Descriptions, Reviews, Etc.
Publisher Description:
Building on recent work in rhetoric and composition that takes an historical materialist approach, Dangerous Writing outlines a political economic theory of composition. The book connects pedagogical practices in writing classes to their broader political economic contexts, and argues that the analytical power of students' writing is prevented from reaching its potential by pressures within the academy and without, that tend to wed higher education with the aims and logics of -fast-capitalism.-
Since the 1980s and the -social turn- in composition studies and other disciplines, scholars in this field have conceived writing in college as explicitly embedded in socio-rhetorical situations beyond the classroom. From this conviction develops a commitment to teach writing with an emphasis on analyzing the social and political dimensions of rhetoric.

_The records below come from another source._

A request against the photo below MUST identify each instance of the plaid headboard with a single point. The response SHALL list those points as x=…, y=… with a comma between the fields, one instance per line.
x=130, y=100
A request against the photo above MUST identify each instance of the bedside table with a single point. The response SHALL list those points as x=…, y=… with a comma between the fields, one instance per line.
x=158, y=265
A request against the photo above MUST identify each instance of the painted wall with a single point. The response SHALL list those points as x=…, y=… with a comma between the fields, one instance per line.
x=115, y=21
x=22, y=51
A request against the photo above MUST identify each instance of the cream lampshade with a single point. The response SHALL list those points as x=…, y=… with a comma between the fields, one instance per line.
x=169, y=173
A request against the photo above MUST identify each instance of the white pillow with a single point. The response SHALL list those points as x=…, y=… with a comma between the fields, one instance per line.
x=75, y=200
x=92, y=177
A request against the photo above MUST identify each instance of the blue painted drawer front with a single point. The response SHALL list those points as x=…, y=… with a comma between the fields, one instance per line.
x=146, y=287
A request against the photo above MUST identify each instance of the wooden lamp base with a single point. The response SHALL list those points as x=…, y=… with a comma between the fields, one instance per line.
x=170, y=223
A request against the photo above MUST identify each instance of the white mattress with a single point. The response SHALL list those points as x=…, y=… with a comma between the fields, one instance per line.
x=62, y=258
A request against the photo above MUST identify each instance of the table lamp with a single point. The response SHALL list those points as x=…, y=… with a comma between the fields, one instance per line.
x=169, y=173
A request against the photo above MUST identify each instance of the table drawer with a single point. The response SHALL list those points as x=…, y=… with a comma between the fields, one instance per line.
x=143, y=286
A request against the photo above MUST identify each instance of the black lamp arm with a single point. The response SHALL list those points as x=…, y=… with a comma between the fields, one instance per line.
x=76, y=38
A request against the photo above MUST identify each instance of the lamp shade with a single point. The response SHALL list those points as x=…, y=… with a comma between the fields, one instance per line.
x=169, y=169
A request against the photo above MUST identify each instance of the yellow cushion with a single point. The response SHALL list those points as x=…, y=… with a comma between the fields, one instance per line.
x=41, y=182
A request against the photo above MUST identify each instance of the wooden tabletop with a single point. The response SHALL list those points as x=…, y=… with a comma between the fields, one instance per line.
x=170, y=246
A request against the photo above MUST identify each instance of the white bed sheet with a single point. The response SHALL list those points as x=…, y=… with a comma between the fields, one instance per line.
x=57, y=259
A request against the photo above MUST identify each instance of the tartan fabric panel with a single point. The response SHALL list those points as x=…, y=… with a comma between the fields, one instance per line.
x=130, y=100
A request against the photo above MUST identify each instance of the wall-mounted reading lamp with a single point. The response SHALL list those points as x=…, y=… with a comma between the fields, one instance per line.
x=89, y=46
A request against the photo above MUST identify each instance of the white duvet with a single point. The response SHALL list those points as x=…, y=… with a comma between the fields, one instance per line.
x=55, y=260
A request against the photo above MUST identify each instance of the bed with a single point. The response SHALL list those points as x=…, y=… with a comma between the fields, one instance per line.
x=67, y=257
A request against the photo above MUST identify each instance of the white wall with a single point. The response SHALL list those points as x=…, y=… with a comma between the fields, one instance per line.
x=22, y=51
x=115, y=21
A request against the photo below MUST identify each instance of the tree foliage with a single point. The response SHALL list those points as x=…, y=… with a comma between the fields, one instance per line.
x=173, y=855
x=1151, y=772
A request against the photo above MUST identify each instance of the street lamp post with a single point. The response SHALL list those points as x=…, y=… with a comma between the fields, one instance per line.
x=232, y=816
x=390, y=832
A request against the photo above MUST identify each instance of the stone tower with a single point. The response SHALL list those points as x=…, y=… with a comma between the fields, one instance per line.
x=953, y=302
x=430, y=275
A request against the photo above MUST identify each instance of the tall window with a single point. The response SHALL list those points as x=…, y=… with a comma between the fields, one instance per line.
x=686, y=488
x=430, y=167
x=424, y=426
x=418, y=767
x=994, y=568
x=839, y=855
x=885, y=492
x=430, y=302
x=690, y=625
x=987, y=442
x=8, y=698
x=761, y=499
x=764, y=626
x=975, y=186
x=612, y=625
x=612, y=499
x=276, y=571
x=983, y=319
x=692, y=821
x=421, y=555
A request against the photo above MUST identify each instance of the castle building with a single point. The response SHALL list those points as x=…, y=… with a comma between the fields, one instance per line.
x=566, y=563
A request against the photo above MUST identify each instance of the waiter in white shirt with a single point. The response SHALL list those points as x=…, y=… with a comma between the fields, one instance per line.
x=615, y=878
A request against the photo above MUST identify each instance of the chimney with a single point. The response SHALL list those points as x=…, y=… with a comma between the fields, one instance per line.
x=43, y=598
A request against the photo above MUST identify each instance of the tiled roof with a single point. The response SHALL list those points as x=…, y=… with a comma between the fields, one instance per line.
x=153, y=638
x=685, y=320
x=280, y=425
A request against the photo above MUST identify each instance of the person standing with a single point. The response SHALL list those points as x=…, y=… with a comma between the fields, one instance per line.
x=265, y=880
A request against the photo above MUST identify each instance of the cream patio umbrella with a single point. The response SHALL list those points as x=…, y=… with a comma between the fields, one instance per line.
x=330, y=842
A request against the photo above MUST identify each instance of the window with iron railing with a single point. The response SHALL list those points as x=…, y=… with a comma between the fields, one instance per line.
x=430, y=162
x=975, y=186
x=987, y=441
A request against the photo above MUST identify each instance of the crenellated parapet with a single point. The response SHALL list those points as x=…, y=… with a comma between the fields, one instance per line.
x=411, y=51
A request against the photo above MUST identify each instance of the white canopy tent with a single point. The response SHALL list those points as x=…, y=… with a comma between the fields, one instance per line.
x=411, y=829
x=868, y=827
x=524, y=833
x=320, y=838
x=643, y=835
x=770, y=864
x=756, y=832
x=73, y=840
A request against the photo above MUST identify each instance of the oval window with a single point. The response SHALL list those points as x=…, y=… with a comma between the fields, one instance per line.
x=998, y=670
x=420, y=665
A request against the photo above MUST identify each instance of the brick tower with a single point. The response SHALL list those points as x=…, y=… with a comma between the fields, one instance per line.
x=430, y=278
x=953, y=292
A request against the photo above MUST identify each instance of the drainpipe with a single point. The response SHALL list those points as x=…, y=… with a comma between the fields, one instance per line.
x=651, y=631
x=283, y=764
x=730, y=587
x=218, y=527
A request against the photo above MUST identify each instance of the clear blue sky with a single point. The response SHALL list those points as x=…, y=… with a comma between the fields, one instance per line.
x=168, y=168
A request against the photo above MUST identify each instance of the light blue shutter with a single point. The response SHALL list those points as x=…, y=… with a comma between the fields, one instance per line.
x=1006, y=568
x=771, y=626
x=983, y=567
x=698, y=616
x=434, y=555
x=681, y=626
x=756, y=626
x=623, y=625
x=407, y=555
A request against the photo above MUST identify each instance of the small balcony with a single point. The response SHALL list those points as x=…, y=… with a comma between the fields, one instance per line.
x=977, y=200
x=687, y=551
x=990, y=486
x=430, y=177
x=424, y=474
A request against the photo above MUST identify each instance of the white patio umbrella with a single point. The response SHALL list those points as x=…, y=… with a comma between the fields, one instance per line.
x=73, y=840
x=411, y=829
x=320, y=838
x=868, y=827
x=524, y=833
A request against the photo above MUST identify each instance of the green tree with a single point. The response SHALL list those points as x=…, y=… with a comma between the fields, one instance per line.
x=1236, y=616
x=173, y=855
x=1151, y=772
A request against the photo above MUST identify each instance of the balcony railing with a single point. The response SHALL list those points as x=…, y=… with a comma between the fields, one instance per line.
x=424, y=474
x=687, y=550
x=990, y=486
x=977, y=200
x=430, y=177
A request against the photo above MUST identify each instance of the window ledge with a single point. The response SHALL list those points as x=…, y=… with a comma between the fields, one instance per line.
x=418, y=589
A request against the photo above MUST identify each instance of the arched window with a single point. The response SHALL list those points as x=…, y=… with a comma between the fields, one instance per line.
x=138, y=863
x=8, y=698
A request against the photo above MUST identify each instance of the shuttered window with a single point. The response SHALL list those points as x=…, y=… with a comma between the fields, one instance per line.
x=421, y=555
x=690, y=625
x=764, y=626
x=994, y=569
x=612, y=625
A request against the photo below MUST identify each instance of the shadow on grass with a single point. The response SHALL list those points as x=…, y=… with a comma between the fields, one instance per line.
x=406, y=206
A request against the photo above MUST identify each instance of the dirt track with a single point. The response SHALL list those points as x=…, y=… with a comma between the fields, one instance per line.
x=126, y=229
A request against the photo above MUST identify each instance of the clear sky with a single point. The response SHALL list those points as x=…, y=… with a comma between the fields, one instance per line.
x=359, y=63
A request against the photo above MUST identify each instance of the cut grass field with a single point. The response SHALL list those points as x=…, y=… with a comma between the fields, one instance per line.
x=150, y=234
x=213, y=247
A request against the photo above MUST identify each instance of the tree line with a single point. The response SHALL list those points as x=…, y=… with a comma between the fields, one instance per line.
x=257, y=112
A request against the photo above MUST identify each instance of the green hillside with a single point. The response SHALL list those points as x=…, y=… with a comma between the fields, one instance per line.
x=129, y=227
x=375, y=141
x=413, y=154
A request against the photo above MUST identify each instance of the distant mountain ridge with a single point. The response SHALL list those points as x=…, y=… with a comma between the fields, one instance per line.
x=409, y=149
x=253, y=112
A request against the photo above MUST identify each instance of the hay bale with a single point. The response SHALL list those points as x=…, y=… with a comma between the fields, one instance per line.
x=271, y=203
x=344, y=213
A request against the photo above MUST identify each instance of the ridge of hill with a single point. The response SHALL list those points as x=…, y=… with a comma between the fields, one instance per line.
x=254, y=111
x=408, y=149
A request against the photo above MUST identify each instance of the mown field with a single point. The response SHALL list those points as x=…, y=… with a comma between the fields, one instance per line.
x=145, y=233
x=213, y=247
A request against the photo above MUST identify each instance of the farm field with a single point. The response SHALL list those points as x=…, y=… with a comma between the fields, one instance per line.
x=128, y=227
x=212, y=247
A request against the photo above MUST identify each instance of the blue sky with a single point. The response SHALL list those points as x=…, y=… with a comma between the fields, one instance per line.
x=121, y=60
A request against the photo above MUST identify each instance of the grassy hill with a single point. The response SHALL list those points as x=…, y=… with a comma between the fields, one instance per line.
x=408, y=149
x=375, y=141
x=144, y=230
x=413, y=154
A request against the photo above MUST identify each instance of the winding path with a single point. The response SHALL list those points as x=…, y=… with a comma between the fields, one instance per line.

Ironically, though a leftist himself, Tony Scott's analysis finds the academic left complicit with the forces in American culture that tend, in his view, to compromise education. By focusing on the structures of labor and of institutions that enforce those structures, Scott finds teachers and administrators are too easily swept along with the inertia of a hyper-commodified society in which students---especially working class students---are often positioned as commodities, themselves. Dangerous Writing, then, is a critique of the field as much as it is a critique of capitalism. Ultimately, Scott's eye is on the institution and its structures, and it is these that he finds most in need of transformation.